— Сделайте одолжение, поторопитесь. Я отпустила Фильмира, но в конечном итоге наша тайная встреча разожжет любопытство слуг.
— Да, вы правы, — пробормотал эшевен. — Начнем…
Он обмакнул перо в чернила и торжественно провозгласил:
— И вот сейчас я приглашаю Пардьема, мага Затмения, познакомить Агона, сына барона де Рошронда, с устным завещанием последнего.
Кажется, в эту секунду Мезюм пробудился от грез и во все глаза уставился на Пардьема, который, расстегнув воротник камзола, явил взорам присутствующих повязанный вокруг шеи серый платок. Серый шейный платок — материальное воплощение Магической криптограммы. В Школе учителя не раз повторяли нам: серый платок носят маги Затмения, черный — маги Полуночи, а белый — маги Полудня. Значит, Пардьем был магом Затмения, олицетворявшего то время суток, которое нельзя назвать ни днем, ни ночью. В народе таких колдунов называли «затменниками». Худший вариант из всех возможных, утверждал один из моих преподавателей, мэтр Гийом: «Они используют магию как инструмент. Для серых колдунов магия — не самоцель. В их руках колдовство становится непредсказуемым, беспринципным. Именно поэтому большая часть фокусников — затменники. Наставничество всегда находило общий язык с представителями Полуночи и Полудня. Их поступки логичны, их поведение подчиняется определенной схеме, укладу того ордена, членами которого они являются. А орден — служит ли он добру или злу — всегда тяготеет как к определенному порядку, так и к определенным крайностям, а значит, он предсказуем. Но каждый маг Затмения — неистовый индивидуалист, и потому использует магию, как ему заблагорассудится…».
Пардьем снял шейную косынку и разложил ее на коленях. Мы услышали, как он затянул какую-то маловразумительную литанию на незнакомом, неблагозвучном языке. Что касается меня, то я попытался уследить за руками мага, порхающими в странном танце над поверхностью платка. Внезапно с кончиков его пальцев заструились крошечные искорки; потрескивая, они падали на кусок ткани, который вдруг сделался твердым и стал напоминать тонкую металлическую пластину. Колдовство в действии! Теперь по периметру пластины можно было разглядеть странные черноватые арабески. Пальцы мага застыли: арабески ожили и, извиваясь, словно червячки, устремились к центру платка. Затем, повинуясь немому приказу, они взмыли в воздух, чтобы остановиться на уровне лица Пардьема.

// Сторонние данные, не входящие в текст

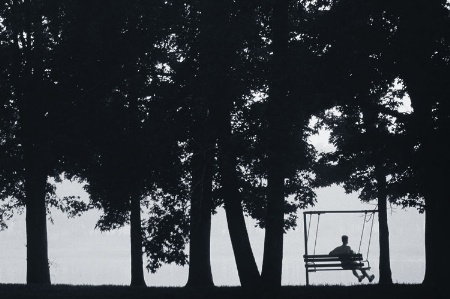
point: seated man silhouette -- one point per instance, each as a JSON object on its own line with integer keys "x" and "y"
{"x": 344, "y": 249}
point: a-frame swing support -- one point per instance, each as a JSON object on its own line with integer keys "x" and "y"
{"x": 305, "y": 230}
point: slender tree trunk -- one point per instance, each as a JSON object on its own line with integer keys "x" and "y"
{"x": 137, "y": 271}
{"x": 278, "y": 103}
{"x": 245, "y": 261}
{"x": 200, "y": 273}
{"x": 38, "y": 271}
{"x": 385, "y": 262}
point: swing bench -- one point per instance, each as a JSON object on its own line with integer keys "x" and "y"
{"x": 326, "y": 262}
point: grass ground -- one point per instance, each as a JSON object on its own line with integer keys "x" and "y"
{"x": 20, "y": 291}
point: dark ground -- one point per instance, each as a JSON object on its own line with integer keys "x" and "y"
{"x": 19, "y": 291}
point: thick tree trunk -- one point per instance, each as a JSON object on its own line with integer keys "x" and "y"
{"x": 137, "y": 271}
{"x": 245, "y": 261}
{"x": 385, "y": 262}
{"x": 38, "y": 271}
{"x": 278, "y": 132}
{"x": 200, "y": 228}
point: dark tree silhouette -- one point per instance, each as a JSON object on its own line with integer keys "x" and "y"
{"x": 421, "y": 55}
{"x": 31, "y": 33}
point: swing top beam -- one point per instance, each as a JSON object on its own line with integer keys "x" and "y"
{"x": 337, "y": 212}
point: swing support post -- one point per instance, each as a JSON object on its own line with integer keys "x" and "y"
{"x": 305, "y": 230}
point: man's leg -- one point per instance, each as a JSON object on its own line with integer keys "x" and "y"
{"x": 360, "y": 278}
{"x": 364, "y": 274}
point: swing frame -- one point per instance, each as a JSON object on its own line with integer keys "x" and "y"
{"x": 322, "y": 262}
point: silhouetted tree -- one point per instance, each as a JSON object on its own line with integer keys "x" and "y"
{"x": 35, "y": 141}
{"x": 421, "y": 56}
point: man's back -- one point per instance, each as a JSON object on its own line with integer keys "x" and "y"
{"x": 343, "y": 249}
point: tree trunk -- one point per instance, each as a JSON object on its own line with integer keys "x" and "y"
{"x": 38, "y": 271}
{"x": 200, "y": 227}
{"x": 137, "y": 271}
{"x": 385, "y": 263}
{"x": 245, "y": 261}
{"x": 278, "y": 134}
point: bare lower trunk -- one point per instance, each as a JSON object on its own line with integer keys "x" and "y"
{"x": 200, "y": 228}
{"x": 385, "y": 262}
{"x": 38, "y": 271}
{"x": 278, "y": 136}
{"x": 137, "y": 271}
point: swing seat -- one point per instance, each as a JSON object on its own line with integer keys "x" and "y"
{"x": 326, "y": 262}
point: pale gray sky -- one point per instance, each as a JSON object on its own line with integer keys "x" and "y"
{"x": 81, "y": 255}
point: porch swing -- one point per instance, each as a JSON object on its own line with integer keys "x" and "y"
{"x": 325, "y": 262}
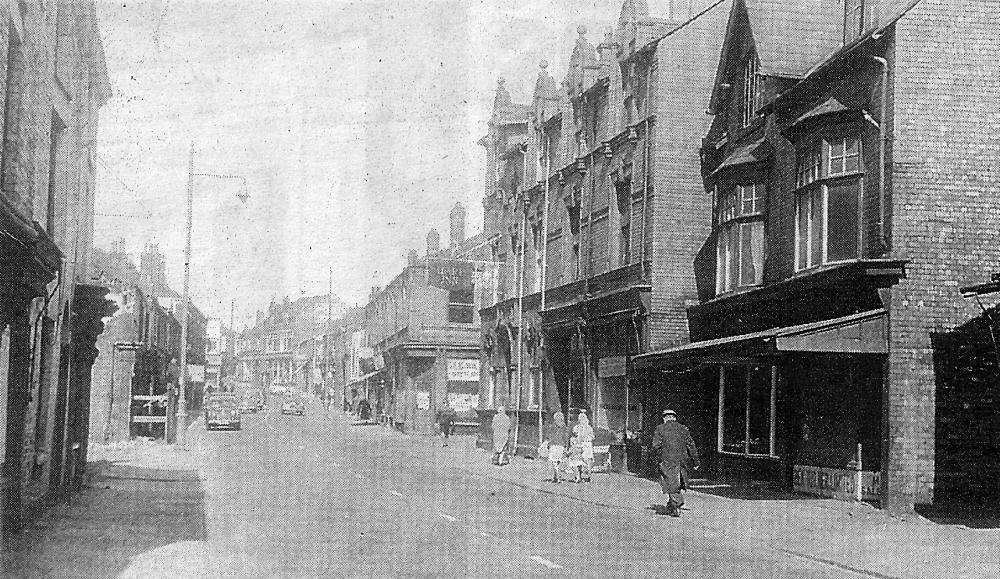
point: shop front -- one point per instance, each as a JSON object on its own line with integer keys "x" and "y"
{"x": 798, "y": 408}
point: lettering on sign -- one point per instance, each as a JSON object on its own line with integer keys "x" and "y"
{"x": 463, "y": 370}
{"x": 838, "y": 483}
{"x": 449, "y": 274}
{"x": 611, "y": 366}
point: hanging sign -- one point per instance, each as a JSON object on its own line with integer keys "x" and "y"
{"x": 449, "y": 274}
{"x": 463, "y": 370}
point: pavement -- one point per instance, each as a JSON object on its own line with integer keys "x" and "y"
{"x": 315, "y": 496}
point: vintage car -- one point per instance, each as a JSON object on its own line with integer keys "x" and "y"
{"x": 221, "y": 410}
{"x": 293, "y": 407}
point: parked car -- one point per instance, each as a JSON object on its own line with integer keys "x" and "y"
{"x": 221, "y": 410}
{"x": 293, "y": 407}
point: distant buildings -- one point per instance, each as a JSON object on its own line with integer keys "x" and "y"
{"x": 278, "y": 350}
{"x": 54, "y": 84}
{"x": 135, "y": 380}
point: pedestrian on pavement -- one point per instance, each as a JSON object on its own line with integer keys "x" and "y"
{"x": 583, "y": 432}
{"x": 501, "y": 436}
{"x": 446, "y": 421}
{"x": 556, "y": 435}
{"x": 678, "y": 453}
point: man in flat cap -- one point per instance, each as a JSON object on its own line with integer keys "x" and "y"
{"x": 677, "y": 453}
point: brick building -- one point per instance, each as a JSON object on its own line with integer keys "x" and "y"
{"x": 422, "y": 332}
{"x": 269, "y": 353}
{"x": 54, "y": 83}
{"x": 594, "y": 207}
{"x": 852, "y": 169}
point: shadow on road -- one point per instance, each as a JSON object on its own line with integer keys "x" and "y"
{"x": 122, "y": 513}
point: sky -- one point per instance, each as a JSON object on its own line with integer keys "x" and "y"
{"x": 353, "y": 125}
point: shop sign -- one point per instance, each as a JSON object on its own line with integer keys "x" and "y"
{"x": 449, "y": 274}
{"x": 463, "y": 402}
{"x": 611, "y": 366}
{"x": 463, "y": 370}
{"x": 838, "y": 483}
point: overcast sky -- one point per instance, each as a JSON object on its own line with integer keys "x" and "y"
{"x": 354, "y": 124}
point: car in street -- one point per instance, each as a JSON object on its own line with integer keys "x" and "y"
{"x": 222, "y": 411}
{"x": 293, "y": 407}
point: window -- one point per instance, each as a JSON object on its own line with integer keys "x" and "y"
{"x": 534, "y": 386}
{"x": 828, "y": 204}
{"x": 747, "y": 410}
{"x": 740, "y": 238}
{"x": 854, "y": 19}
{"x": 750, "y": 99}
{"x": 460, "y": 306}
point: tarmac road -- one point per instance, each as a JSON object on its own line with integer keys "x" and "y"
{"x": 312, "y": 496}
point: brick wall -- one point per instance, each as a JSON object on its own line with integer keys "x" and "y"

Сейчас арабески походили на тончайшие нити, которые несколько мгновений парили в пустоте, а затем сплелись в решетчатый яйцеобразный кокон. Эта форма, внутри которой порой вспыхивала магическая искра, медленно вращалась вокруг своей оси. И вот из нее донесся голос отца, как будто бы он находился среди нас, в этой же комнате. За исключением Пардьема и его компаньона, мы все подскочили от неожиданности.
— Агон, сын мой, — заговорил колдовской кокон, вращавшийся перед глазами затменника. — Серый Луч удержит крючкотворов из твоей школы и не позволит им оспорить это завещание, он гарант того, что моя последняя воля будет исполнена.
Я вздрогнул. Какой ледяной, бескомпромиссный тон. Когда Дезеад упомянул, что завещание составлено специально для меня, я представил себе посмертную исповедь барона де Рошронда, и в моей душе даже зародилась надежда, что я получу благословение отца, которое он не мог дать мне при жизни, не рискуя нарушить вековые традиции. Но сейчас я слышал голос судии, готовящегося огласить обвинительный приговор. Эвельф и Мезюм затаили дыхание.
— Я молчал долгие годы, — продолжал отец. — Твои высокомерие и упрямство нанесли непоправимый вред нашей вотчине. Я был вынужден смириться с оскорблением, нанесенным единственным сыном, сыном, который отказался наследовать родовой титул, предпочтя ему звание бродячего фигляра. Благодаря тебе я узнал, что такое стыд. Я до сих пор не пойму, неужели тебе действительно по нраву роль шута?
Слова взрывались в моем мозгу, словно сошедшие с ума снаряды. Я не сводил глаз с губ мага. Я надеялся разглядеть в этом человеке безмерно одаренного чревовещателя, обнаружить доказательство того, что вся эта сцена не более чем зловещий фарс, задуманный Мезюмом. Больше всего на свете я хотел прервать эту речь, вмешаться, как и советовал Пардьем. На что рассчитывал отец? Что я сорвусь, начну вопить столь же громко, как его друзья-бароны во время шумных попоек? Резкая фраза застряла в горле.